Tomorrow is World Stop TB Day, renamed this year from the less-powerful World TB Day.
You may think that tuberculosis is a disease that has been beaten, but it has not. One person in three on the planet carries the TB bacillus, though in most people it lies dormant, waiting its chance. The opportunity often comes when the carrier is stricken with HIV/Aids; as the immune system weakens, TB emerges into terrifying activity - the victim will usually die within weeks if not treated. As a result of the continuing spread of Aids, particularly in Africa, TB is on the increase: 9 million people a year are newly infected, 2 million die. Even in this country, 7,000 cases a year are reported, though deaths are mercifully rare.
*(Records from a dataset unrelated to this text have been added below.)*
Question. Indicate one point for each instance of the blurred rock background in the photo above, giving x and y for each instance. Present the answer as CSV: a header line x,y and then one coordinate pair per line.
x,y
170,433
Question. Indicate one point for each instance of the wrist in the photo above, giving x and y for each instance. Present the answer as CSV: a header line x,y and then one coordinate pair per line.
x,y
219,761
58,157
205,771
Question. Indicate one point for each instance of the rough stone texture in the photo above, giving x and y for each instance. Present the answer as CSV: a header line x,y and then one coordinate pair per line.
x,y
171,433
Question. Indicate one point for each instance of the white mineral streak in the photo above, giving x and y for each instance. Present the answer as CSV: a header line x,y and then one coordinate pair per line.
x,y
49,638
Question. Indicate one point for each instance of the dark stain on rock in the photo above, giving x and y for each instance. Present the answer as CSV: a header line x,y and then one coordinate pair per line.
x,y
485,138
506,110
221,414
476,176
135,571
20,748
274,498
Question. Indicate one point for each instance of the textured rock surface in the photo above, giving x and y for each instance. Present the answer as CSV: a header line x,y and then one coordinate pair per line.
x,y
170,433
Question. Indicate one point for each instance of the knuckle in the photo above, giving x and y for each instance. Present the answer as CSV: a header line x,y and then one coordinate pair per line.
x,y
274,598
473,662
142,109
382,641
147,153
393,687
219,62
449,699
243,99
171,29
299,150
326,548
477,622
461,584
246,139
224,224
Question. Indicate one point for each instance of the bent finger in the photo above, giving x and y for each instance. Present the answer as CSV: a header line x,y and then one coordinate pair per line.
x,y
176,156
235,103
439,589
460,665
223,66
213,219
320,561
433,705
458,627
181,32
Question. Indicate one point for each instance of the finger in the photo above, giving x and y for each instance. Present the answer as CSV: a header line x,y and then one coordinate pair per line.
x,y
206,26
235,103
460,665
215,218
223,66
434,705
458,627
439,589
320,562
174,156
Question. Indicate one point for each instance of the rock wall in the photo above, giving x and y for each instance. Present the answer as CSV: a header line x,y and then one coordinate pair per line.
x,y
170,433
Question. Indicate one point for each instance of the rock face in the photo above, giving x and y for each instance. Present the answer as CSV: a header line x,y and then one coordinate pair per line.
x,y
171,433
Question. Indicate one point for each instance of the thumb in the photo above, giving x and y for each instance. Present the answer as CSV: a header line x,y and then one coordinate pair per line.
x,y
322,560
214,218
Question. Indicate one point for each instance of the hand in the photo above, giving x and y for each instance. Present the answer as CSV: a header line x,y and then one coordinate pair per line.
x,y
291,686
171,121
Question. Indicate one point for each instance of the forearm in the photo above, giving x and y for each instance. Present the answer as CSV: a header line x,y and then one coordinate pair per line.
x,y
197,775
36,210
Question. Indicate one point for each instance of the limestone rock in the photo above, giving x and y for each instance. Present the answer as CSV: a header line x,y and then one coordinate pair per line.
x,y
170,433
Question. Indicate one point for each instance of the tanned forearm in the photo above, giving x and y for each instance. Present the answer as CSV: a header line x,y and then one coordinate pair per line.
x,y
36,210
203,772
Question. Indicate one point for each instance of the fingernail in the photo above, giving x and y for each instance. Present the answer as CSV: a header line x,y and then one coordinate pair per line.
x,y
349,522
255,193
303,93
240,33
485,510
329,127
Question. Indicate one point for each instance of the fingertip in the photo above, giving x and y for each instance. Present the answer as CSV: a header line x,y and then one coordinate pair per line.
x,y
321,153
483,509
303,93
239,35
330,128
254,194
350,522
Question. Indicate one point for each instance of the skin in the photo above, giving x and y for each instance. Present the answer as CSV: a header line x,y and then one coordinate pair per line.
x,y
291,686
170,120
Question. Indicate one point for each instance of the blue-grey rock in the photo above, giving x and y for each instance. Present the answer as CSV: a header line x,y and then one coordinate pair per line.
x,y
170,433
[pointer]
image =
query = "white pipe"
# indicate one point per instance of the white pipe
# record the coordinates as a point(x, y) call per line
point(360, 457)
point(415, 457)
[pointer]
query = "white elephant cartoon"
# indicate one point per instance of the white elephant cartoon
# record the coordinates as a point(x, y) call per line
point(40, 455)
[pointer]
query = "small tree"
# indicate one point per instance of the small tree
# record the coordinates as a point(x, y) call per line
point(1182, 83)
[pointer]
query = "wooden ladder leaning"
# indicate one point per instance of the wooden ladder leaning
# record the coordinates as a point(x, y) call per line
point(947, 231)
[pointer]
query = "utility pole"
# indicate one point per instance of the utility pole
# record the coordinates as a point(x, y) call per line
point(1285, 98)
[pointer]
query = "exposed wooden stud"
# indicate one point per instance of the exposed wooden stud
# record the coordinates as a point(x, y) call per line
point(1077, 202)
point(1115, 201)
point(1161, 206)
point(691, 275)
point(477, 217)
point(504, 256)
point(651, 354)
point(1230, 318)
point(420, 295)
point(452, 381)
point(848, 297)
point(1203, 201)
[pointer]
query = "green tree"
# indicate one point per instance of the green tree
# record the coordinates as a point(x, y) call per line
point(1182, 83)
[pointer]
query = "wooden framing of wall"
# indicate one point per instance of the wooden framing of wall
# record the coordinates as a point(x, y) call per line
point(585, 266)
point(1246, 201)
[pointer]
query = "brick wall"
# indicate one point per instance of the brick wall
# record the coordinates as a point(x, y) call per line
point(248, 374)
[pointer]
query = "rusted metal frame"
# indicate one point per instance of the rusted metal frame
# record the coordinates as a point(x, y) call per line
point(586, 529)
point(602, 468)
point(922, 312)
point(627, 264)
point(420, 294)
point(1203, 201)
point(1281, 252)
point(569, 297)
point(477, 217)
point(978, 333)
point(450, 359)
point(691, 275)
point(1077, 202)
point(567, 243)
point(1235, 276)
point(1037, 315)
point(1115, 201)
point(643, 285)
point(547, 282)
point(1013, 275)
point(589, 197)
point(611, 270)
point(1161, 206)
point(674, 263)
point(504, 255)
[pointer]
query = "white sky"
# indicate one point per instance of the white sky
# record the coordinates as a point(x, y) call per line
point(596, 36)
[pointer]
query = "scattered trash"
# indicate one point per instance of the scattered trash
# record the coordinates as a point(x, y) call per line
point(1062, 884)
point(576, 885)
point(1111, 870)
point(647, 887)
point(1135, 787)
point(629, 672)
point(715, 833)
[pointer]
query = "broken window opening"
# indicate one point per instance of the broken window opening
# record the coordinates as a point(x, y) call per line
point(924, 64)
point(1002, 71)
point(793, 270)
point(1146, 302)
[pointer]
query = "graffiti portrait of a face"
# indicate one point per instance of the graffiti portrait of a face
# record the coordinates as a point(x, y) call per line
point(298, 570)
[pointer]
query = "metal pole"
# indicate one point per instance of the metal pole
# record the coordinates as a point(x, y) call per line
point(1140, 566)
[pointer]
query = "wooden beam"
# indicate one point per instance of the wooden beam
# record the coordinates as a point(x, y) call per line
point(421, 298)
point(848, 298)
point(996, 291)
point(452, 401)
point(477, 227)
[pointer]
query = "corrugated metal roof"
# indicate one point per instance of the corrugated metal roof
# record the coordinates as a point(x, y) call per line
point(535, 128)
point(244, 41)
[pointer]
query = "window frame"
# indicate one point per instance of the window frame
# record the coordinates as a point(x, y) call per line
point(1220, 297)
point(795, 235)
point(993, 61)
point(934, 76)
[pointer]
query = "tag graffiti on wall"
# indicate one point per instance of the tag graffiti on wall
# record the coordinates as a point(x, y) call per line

TB should not be the problem that it is. Drugs exist with 90+% cure rates, costing about US$11 for a full course. The World Health Organisation (WHO) has a standard anti-TB strategy, known as DOTS (Directly Observed Treatment, Short course) which is working well in a steadily increasing number of countries. All that is needed is the funding, and even here there is a well-oiled mechanism, the Global Fund to Fight Aids, TB and Malaria - but, as with so many development initiatives, the Global Fund is kept starved of the money it needs to do the job. The result, with all three diseases, is millions of unnecessary deaths and - for TB particularly - the risk of multi-drug resistant (MDR) strains developing. These are a hundred times as expensive to treat, with only about a 50% cure rate, so they are effectively a death sentence in the developing world. MDR-TB is on the increase in Eastern Europe, so its arrival here is likely sooner or later.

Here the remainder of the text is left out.